Combining Polygenic with Clinical Risk Scores in Atrial Fibrillation Risk Prediction: Implications for Population Screening.
Background: AF development is determined by clinical risk factors and genetic predisposition. Few studies have explored whether incorporating polygenic risk scores (PRS) improves clinical risk prediction beyond existing models.
Objective: We evaluated the interaction between AF-PRS and the HARMS2-AF and CHARGE-AF clinical risk scores on incident AF risk among the UK Biobank.
Methods: AF-PRS was examined in those with and without incident AF based on ICD-10 coding and divided into tertiles defined as low, intermediate and high risk categories. Regression analysis examined the impact of AF PRS combined with the HARMS2-AF and CHARGE-AF risk scores and AF risk.

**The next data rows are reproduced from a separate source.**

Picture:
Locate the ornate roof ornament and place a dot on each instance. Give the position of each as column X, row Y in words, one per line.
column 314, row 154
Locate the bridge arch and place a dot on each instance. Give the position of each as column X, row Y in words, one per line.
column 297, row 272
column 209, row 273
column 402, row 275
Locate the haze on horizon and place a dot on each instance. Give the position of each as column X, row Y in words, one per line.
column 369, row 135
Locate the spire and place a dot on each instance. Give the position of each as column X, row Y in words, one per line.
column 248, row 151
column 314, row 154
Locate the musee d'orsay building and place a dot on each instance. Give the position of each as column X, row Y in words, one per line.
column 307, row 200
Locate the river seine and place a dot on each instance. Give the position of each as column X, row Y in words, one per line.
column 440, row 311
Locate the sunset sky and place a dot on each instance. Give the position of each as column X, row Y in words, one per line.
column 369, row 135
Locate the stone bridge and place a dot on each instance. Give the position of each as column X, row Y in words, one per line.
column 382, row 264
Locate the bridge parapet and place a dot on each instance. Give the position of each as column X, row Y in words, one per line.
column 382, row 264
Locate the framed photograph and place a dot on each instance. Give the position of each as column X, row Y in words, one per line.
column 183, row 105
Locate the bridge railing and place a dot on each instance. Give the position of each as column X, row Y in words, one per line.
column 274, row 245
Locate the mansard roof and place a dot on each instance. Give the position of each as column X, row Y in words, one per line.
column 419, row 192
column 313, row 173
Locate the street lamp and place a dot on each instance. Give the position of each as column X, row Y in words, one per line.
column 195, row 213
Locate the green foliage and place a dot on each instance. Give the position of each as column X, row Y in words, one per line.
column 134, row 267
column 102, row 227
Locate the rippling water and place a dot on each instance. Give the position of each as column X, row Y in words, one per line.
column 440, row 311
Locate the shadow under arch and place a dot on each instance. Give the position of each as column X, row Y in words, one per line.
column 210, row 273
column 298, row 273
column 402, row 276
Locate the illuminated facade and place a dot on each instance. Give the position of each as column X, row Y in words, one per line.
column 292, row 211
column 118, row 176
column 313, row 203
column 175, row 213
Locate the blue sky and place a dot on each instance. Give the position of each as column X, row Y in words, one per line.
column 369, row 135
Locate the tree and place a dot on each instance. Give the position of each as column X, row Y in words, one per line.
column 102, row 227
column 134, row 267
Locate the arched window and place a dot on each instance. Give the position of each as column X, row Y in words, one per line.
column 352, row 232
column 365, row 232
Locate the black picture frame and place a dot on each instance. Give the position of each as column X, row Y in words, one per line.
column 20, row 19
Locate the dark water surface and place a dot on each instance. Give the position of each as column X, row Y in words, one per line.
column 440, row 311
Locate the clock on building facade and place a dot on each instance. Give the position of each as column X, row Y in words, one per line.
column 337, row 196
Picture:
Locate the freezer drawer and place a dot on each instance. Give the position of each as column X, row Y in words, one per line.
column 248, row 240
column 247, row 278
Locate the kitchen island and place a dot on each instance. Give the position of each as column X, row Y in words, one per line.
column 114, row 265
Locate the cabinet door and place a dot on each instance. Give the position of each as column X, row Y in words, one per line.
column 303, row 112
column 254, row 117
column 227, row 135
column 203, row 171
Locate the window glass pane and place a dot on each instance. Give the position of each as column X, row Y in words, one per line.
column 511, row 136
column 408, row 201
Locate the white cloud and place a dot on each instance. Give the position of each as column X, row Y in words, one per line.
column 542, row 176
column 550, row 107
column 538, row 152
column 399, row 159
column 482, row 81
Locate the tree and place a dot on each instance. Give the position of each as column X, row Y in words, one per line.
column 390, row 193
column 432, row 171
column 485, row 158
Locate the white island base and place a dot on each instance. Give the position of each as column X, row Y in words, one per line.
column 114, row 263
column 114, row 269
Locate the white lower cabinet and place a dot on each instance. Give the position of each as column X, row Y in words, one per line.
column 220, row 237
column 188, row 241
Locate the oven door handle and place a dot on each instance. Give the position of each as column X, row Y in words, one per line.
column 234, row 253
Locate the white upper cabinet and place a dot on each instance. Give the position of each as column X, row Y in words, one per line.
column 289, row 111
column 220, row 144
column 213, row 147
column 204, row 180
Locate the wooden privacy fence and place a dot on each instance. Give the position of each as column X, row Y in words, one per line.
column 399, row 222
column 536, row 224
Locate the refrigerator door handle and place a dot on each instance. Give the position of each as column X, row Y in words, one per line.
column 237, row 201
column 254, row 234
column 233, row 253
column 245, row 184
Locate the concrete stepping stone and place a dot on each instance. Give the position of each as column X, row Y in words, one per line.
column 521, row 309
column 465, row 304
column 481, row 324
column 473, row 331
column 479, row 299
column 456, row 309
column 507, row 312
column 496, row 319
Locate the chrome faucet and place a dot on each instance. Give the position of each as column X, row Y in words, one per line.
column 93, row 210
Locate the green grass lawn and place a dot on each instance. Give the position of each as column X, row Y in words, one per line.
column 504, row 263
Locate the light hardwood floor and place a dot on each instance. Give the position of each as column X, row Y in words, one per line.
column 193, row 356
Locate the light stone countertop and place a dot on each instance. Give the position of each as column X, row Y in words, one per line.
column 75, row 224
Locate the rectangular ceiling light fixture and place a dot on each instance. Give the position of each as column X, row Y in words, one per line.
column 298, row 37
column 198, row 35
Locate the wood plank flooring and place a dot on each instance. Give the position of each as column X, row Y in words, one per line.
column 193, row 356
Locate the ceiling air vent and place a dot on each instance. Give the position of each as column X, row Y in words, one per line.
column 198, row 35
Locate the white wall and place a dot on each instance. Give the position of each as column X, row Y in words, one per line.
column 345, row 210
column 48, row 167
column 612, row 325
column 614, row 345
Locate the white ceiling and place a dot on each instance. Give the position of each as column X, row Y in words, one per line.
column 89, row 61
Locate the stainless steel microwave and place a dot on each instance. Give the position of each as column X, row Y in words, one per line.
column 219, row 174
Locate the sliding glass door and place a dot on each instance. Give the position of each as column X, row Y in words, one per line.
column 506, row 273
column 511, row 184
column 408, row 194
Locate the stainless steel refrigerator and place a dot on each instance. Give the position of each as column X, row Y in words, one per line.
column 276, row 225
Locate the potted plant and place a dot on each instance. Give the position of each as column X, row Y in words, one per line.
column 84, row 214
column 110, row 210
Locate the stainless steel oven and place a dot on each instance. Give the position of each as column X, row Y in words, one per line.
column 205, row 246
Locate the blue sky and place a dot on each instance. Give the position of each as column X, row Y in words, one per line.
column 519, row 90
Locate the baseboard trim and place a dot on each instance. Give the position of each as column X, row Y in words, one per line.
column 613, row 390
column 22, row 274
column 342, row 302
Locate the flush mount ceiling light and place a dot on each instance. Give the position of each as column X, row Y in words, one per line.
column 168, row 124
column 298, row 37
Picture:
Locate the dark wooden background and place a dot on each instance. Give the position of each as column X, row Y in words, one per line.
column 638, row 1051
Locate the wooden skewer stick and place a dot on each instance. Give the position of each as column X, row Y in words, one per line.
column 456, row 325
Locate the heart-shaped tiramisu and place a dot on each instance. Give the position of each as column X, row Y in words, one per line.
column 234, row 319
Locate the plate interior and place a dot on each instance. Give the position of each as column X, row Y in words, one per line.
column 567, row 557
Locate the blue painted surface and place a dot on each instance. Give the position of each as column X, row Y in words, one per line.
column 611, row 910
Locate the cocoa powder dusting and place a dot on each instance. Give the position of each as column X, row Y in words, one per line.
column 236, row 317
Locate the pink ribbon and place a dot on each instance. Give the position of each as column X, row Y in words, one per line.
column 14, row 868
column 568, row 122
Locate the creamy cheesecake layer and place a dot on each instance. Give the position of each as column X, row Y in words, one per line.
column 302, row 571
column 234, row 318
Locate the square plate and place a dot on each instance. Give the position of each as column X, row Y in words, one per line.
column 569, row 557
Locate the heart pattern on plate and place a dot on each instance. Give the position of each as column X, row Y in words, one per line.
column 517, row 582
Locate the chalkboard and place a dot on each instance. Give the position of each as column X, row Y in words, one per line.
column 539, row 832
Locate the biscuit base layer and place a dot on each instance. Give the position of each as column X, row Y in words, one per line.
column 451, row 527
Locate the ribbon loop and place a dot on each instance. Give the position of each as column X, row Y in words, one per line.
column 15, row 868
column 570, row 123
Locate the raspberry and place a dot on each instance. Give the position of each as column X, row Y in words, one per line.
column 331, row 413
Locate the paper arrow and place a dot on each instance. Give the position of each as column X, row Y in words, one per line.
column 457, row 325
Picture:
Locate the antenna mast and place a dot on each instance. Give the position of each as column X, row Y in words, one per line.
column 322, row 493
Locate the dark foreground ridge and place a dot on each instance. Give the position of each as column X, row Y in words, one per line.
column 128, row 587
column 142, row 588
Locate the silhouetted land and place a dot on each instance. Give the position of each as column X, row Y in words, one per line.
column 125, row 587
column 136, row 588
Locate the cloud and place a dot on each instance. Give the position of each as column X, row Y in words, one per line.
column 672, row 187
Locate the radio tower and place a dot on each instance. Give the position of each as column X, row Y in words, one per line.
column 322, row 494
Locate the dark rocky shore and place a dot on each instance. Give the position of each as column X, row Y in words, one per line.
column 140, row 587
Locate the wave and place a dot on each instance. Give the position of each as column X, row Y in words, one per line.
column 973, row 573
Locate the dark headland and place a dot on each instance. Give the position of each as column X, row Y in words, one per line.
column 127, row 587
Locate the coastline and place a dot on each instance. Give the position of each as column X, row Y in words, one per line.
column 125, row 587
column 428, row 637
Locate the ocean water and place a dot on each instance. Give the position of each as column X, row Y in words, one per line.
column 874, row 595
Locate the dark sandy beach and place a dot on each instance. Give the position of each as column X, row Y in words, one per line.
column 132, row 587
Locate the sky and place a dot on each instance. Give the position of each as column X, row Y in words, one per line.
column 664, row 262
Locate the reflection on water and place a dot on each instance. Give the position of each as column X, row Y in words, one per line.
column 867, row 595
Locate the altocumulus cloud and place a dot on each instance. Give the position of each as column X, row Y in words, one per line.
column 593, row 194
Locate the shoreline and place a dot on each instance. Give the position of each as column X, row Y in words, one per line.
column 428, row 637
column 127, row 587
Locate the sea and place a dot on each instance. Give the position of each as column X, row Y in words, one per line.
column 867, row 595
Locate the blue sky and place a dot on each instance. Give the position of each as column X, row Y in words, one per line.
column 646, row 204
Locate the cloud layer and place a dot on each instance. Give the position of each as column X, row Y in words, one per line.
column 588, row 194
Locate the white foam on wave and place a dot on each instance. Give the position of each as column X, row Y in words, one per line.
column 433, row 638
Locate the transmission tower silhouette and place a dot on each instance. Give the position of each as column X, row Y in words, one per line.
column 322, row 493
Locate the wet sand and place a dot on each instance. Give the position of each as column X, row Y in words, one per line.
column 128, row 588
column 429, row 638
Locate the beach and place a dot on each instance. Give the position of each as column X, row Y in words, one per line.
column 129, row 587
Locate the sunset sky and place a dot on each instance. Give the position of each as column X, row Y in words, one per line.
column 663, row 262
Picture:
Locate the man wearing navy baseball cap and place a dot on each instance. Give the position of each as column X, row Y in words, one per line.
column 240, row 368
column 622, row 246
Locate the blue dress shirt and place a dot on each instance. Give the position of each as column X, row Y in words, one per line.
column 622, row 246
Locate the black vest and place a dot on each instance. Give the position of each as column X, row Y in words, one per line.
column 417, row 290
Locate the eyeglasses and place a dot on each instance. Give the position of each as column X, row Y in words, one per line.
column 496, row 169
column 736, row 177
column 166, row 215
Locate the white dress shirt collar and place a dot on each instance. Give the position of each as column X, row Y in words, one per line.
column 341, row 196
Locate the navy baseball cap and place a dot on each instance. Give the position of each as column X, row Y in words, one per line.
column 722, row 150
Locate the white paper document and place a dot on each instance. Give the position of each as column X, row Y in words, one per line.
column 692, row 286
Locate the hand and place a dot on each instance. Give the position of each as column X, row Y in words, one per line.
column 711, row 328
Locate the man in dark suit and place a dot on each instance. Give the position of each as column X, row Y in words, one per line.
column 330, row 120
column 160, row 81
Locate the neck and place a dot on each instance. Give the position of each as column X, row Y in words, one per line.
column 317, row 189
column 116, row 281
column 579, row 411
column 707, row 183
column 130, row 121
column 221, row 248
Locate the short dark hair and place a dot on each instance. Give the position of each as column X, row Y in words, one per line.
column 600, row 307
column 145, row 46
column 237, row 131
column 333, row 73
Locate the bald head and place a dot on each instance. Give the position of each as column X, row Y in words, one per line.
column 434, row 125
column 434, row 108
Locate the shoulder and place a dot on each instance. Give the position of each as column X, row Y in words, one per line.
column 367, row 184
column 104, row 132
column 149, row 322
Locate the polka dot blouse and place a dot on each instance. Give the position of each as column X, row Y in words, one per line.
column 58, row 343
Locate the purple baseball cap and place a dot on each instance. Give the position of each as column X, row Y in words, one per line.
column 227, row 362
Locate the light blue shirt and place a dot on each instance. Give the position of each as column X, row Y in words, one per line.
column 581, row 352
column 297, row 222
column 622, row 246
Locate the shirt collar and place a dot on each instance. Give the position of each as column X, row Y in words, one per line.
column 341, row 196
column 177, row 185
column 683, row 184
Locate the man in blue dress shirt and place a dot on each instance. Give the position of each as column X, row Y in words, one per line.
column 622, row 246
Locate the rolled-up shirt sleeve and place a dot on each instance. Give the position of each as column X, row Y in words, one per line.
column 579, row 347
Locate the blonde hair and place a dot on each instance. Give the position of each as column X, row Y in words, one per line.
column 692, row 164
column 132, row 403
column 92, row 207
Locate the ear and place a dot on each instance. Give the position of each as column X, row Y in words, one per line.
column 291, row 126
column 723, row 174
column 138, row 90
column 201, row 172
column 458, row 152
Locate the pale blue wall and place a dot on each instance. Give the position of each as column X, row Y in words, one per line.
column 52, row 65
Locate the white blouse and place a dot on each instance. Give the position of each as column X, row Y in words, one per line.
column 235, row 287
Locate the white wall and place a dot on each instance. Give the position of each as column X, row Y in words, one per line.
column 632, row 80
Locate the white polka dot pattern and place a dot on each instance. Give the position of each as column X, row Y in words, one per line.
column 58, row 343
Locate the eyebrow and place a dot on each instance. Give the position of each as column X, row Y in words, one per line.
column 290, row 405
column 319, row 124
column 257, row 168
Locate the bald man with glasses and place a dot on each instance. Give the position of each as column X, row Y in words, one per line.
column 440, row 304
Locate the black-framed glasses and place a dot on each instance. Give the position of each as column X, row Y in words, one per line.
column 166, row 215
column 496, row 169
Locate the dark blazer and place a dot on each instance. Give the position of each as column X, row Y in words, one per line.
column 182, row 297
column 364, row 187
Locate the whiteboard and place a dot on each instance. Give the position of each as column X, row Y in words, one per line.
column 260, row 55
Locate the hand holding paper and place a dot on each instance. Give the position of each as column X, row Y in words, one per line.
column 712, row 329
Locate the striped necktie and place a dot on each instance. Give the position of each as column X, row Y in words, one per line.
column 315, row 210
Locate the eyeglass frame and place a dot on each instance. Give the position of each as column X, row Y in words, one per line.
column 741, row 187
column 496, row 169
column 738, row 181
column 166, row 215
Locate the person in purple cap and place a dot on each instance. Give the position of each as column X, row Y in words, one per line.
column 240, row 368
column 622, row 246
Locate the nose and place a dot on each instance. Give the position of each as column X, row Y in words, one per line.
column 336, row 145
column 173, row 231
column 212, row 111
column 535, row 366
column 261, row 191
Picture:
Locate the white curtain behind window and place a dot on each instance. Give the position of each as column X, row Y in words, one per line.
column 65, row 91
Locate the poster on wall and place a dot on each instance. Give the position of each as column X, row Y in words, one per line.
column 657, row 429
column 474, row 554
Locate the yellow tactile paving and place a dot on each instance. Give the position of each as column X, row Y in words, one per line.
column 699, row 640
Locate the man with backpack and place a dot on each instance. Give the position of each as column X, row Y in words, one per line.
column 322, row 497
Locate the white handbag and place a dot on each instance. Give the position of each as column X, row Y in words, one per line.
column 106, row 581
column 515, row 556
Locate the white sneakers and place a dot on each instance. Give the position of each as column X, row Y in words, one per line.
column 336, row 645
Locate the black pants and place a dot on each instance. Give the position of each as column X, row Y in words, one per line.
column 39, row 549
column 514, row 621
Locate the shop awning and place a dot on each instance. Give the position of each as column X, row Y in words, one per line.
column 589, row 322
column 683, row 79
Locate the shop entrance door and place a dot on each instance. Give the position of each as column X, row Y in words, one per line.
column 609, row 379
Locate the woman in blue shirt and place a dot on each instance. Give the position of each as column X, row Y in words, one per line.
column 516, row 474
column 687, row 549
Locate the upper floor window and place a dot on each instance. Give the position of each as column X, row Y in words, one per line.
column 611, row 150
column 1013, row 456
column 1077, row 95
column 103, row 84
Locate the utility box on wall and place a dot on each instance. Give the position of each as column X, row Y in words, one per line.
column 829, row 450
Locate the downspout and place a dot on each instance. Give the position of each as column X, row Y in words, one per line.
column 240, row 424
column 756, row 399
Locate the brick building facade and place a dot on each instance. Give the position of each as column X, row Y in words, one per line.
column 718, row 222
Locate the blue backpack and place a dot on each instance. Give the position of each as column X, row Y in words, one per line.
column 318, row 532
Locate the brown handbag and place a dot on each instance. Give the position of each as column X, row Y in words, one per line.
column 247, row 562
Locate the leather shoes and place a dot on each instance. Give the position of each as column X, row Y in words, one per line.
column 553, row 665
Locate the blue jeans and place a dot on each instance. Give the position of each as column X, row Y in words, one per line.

Results: Among 285,734 participants with available whole genome sequencing data (52% female, age 57 years [50-63], 84.6% caucasian), AF incidence was 6.6% with a median time to AF 8.5 [5.0-11.2] over median 12.9 years follow up. High AF-PRS tertile was independently associated with incident AF risk, after adjustment for clinical risk factors (HR 2.75, 95% CI 2.62-2.89, p<0.001). AF-PRS enhanced AF risk prediction when combined with the HARMS2-AF risk model (AUC 0.828 improved to 0.839 with the addition of AF-PRS (DeLong p<0.001) with overall NRI 13.5% [12.8%-14.1%] and the CHARGE-AF risk model (AUC 0.808 improved to 0.828 with the addition of AF-PRS (DeLong p<0.001) with overall NRI 7.3% [6.7%-7.9%]).
Conclusions: Combining genetic and clinical risk using the HARMS2-AF and CHARGE-AF risk scores significantly improved AF risk prediction. Incorporating polygenic to clinical risk scores may enhance population screening and promote targeted interventions to reduce the incidence of AF.